Stuart Hall is to return to the screen this autumn as the maniacal presenter of television's most chaotic game show. Channel 5 announced at the Montreux Television Festival that it would be pitting everyone from glee clubs to teams of accountants against each other in a series of silly challenges, which will remain largely unchanged from the show's heyday in the Seventies.
For those too young to remember, It's A Knockout was an outdoor game show that entailed adults in preposterous costumes taking part in elaborate relay races. At its peak, the show pulled in more than 18 million viewers and if Channel 5 can get a fraction of that, it will be worth the embarrassment of disinterring a programme that gives the lie to the notion that British television has dumbed down in recent years.
Channel 5 is to keep the show domestic for a year before trying to revive that emblem of pan-European co-operation, Jeux Sans Frontieres.
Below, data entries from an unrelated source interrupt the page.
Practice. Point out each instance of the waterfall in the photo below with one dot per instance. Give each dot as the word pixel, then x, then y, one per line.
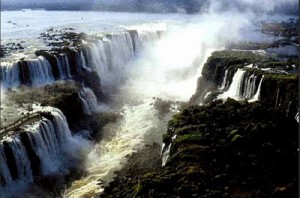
pixel 166 151
pixel 224 82
pixel 249 86
pixel 108 56
pixel 88 100
pixel 40 71
pixel 257 94
pixel 235 89
pixel 37 150
pixel 10 74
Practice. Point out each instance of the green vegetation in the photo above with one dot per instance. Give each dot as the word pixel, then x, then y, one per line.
pixel 237 149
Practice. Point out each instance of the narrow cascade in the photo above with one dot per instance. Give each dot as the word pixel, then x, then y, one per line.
pixel 249 86
pixel 10 74
pixel 297 117
pixel 89 100
pixel 36 151
pixel 166 151
pixel 235 89
pixel 224 82
pixel 40 71
pixel 257 94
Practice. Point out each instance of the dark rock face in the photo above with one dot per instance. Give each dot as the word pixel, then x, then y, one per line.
pixel 63 96
pixel 229 149
pixel 35 162
pixel 279 89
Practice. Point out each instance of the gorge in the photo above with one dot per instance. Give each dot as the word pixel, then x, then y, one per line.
pixel 178 103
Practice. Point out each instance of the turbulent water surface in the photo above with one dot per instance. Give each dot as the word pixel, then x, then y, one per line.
pixel 166 67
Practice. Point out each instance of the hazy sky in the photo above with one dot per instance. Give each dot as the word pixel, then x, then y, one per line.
pixel 154 5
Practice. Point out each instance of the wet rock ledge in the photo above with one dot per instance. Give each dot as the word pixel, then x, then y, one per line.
pixel 231 149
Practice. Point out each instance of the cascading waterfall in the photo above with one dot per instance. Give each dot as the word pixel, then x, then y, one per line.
pixel 249 86
pixel 234 90
pixel 243 86
pixel 89 100
pixel 40 71
pixel 224 82
pixel 108 56
pixel 10 74
pixel 37 150
pixel 257 94
pixel 166 151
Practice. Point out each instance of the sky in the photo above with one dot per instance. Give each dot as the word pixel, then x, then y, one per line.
pixel 189 6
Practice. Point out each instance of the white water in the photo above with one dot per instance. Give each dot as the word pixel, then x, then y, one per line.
pixel 234 91
pixel 166 153
pixel 50 141
pixel 223 86
pixel 257 94
pixel 89 100
pixel 165 70
pixel 158 71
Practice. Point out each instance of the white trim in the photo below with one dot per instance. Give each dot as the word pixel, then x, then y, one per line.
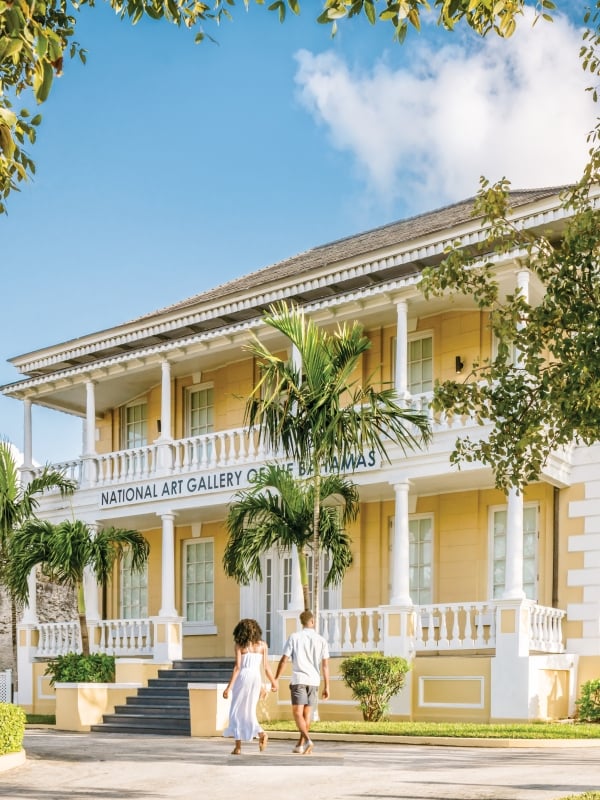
pixel 187 410
pixel 209 624
pixel 416 337
pixel 477 678
pixel 199 629
pixel 504 507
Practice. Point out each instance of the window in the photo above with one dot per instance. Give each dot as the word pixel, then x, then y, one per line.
pixel 420 365
pixel 199 582
pixel 134 425
pixel 134 590
pixel 201 412
pixel 420 531
pixel 530 538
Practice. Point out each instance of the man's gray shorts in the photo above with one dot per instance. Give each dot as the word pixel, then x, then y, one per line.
pixel 303 695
Most aspects of the old programme will be resurrected, including "the joker".- which doubles the score on a chosen event - an updated version of the Ronnie Hazelhurst-penned theme tune and lots of water.
The producers of the show are undaunted by its past: "We will remain faithful to the ethos of the programme," said Robin Greene, of the production company Ronin, which has bought the rights to the show from Mr Hall. "We will update it and give it a more contemporary feel, but we certainly don't want to make it too funky and young. We want all the family to tune in."